Cantinho de quem cuida
Para quem acompanha pequenos grandes corações
Orientações para ler, acolher e conversar com a criança durante a jornada.
Este espaço foi preparado com muito carinho para mães, pais, familiares, educadores, terapeutas e todos que caminham ao lado das crianças. Os livros de Os Mistérios do Medo não foram criados para eliminar ou combater o que a criança sente, mas para abrir pontes de diálogo. Aqui, você encontra caminhos simples para ler com presença, acolher as perguntas do peito e transformar cada história em um momento de profundo vínculo e segurança.
Como ler em sintonia
- •Leia sem pressa, saboreando cada página.
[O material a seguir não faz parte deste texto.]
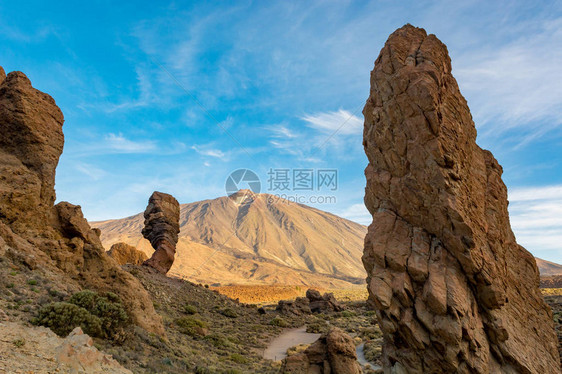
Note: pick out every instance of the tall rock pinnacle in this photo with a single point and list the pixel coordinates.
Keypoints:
(55, 238)
(453, 290)
(161, 228)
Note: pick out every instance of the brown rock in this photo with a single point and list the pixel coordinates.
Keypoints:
(127, 254)
(37, 234)
(161, 229)
(333, 353)
(453, 290)
(31, 141)
(322, 303)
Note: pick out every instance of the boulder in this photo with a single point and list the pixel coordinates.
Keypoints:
(161, 229)
(124, 253)
(333, 353)
(322, 303)
(453, 290)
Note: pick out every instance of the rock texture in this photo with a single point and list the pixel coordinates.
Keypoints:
(38, 350)
(333, 353)
(126, 254)
(56, 240)
(453, 290)
(161, 229)
(314, 302)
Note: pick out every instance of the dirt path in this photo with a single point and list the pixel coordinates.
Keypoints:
(277, 349)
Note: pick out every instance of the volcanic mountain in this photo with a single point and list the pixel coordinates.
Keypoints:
(260, 240)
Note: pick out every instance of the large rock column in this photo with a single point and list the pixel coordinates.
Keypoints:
(453, 290)
(161, 229)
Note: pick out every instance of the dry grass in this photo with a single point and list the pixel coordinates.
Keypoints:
(272, 294)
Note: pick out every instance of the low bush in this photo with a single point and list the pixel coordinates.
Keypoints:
(191, 326)
(63, 317)
(280, 322)
(229, 312)
(190, 309)
(98, 315)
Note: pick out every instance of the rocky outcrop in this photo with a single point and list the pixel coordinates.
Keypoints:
(127, 254)
(55, 239)
(454, 292)
(322, 303)
(333, 353)
(314, 302)
(161, 229)
(31, 142)
(39, 350)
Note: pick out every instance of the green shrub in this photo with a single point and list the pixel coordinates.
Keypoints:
(63, 317)
(190, 309)
(348, 314)
(191, 326)
(220, 341)
(98, 315)
(278, 321)
(229, 312)
(238, 358)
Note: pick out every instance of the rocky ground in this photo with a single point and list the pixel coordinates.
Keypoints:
(206, 332)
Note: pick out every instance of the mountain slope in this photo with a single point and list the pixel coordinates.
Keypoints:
(547, 268)
(264, 241)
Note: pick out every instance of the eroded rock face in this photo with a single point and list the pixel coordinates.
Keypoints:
(453, 290)
(31, 142)
(333, 353)
(161, 229)
(41, 351)
(33, 231)
(124, 253)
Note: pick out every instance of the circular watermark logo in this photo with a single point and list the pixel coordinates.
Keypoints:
(241, 185)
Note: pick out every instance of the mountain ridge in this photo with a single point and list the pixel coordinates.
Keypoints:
(259, 239)
(236, 240)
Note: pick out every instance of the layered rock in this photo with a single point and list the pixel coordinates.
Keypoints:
(333, 353)
(161, 229)
(454, 292)
(41, 351)
(54, 239)
(31, 143)
(124, 253)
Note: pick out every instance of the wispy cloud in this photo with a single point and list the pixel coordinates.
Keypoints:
(211, 152)
(342, 121)
(119, 144)
(516, 84)
(536, 219)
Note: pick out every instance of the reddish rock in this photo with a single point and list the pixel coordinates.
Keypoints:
(333, 353)
(124, 253)
(38, 234)
(454, 292)
(31, 142)
(161, 229)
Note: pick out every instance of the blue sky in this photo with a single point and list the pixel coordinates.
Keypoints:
(174, 96)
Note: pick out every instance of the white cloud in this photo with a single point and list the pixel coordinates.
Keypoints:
(516, 84)
(341, 121)
(205, 151)
(357, 213)
(536, 219)
(90, 170)
(119, 144)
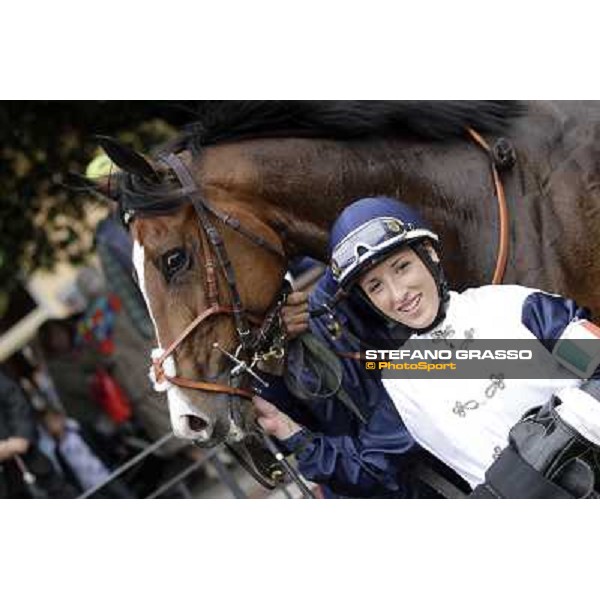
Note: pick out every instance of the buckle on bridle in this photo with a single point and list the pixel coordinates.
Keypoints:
(241, 366)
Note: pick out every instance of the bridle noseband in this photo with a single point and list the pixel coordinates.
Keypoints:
(268, 340)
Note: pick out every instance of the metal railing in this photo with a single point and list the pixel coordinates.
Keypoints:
(211, 456)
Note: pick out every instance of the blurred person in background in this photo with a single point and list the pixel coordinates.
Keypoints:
(24, 471)
(77, 454)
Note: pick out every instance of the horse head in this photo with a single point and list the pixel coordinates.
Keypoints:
(196, 260)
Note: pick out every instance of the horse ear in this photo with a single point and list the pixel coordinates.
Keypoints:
(127, 159)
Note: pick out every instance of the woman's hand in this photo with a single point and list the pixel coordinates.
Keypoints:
(295, 314)
(273, 421)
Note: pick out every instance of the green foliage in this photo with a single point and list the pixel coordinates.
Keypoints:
(41, 142)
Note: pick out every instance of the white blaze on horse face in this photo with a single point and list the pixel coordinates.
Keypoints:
(181, 408)
(138, 264)
(183, 412)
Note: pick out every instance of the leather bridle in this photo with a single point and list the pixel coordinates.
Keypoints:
(253, 346)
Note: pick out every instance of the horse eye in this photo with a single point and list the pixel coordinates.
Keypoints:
(174, 261)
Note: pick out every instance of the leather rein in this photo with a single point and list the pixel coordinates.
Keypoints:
(250, 343)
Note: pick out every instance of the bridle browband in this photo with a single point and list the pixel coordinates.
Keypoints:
(250, 343)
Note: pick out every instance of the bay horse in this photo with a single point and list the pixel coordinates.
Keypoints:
(270, 178)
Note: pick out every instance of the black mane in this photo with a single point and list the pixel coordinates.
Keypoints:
(223, 121)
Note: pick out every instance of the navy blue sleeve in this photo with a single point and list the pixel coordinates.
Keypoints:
(369, 464)
(547, 316)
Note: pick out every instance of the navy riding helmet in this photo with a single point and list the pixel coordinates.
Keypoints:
(368, 231)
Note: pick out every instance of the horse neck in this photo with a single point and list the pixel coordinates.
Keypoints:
(300, 186)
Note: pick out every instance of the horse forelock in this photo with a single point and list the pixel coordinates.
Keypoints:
(227, 121)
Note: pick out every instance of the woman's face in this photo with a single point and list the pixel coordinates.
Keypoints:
(403, 289)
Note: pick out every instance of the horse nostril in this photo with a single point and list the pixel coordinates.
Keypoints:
(196, 423)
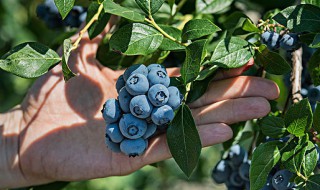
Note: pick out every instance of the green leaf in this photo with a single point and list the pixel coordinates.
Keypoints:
(310, 159)
(316, 118)
(264, 158)
(314, 68)
(272, 62)
(197, 28)
(300, 18)
(232, 53)
(150, 6)
(195, 54)
(298, 118)
(212, 6)
(313, 2)
(184, 141)
(207, 72)
(316, 41)
(67, 73)
(29, 60)
(167, 44)
(249, 26)
(64, 6)
(301, 157)
(113, 8)
(273, 126)
(98, 26)
(136, 39)
(313, 182)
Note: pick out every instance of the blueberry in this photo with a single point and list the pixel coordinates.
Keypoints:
(237, 155)
(120, 83)
(236, 180)
(155, 65)
(151, 129)
(140, 106)
(135, 69)
(132, 127)
(158, 95)
(137, 84)
(271, 39)
(175, 98)
(124, 100)
(133, 147)
(289, 41)
(244, 170)
(162, 115)
(158, 76)
(314, 93)
(280, 180)
(221, 172)
(113, 131)
(111, 111)
(115, 147)
(265, 37)
(268, 185)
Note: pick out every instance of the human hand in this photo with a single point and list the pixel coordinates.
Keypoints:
(62, 132)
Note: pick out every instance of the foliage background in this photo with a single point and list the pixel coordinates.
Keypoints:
(18, 24)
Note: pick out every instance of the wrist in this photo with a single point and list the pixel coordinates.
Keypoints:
(10, 171)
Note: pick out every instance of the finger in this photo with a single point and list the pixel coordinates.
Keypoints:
(223, 74)
(209, 134)
(232, 111)
(238, 87)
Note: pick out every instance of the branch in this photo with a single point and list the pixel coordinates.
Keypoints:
(296, 75)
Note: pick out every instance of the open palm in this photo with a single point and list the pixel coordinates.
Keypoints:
(62, 132)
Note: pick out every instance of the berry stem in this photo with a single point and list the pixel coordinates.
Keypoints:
(86, 27)
(296, 75)
(153, 23)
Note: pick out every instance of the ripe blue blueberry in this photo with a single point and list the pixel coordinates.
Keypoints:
(314, 93)
(113, 131)
(244, 170)
(158, 76)
(120, 83)
(158, 95)
(289, 41)
(133, 147)
(151, 129)
(137, 84)
(132, 127)
(271, 39)
(155, 65)
(236, 180)
(124, 100)
(140, 106)
(175, 98)
(268, 185)
(114, 147)
(237, 155)
(135, 69)
(265, 37)
(281, 180)
(162, 115)
(221, 172)
(111, 111)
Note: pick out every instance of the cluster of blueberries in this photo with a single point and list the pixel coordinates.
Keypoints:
(274, 40)
(146, 102)
(48, 12)
(234, 170)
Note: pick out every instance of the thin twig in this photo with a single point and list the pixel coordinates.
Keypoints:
(296, 75)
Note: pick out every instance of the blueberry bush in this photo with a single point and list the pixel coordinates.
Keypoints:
(279, 151)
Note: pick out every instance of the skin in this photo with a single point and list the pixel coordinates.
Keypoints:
(57, 133)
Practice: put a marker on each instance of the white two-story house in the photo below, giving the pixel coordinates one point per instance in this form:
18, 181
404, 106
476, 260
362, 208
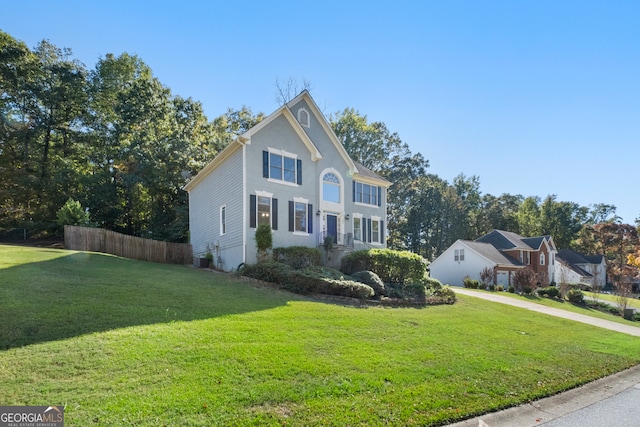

- •Apenas ouça, sem tentar corrigir ou consertar o sentimento da criança.
- •Evite o impulso de dizer “não precisa ter medo”.
- •Prefira a presença segura: “eu estou aqui bem pertinho de você”.
- •Deixe a criança guiar o ritmo: ela pode perguntar, silenciar ou só abraçar.
- •Traga a história de volta na rotina diária como uma referência de amparo.
Pontes para conversar
- •Onde o medo bate no seu corpo? No peito, na barriga?
- •Se o medo fosse um personagem ou tivesse uma forma, como ele seria?
- •Se o seu medo pudesse falar, o que ele estaria tentando te contar?
- •O que faz o seu peito se sentir quentinho e seguro?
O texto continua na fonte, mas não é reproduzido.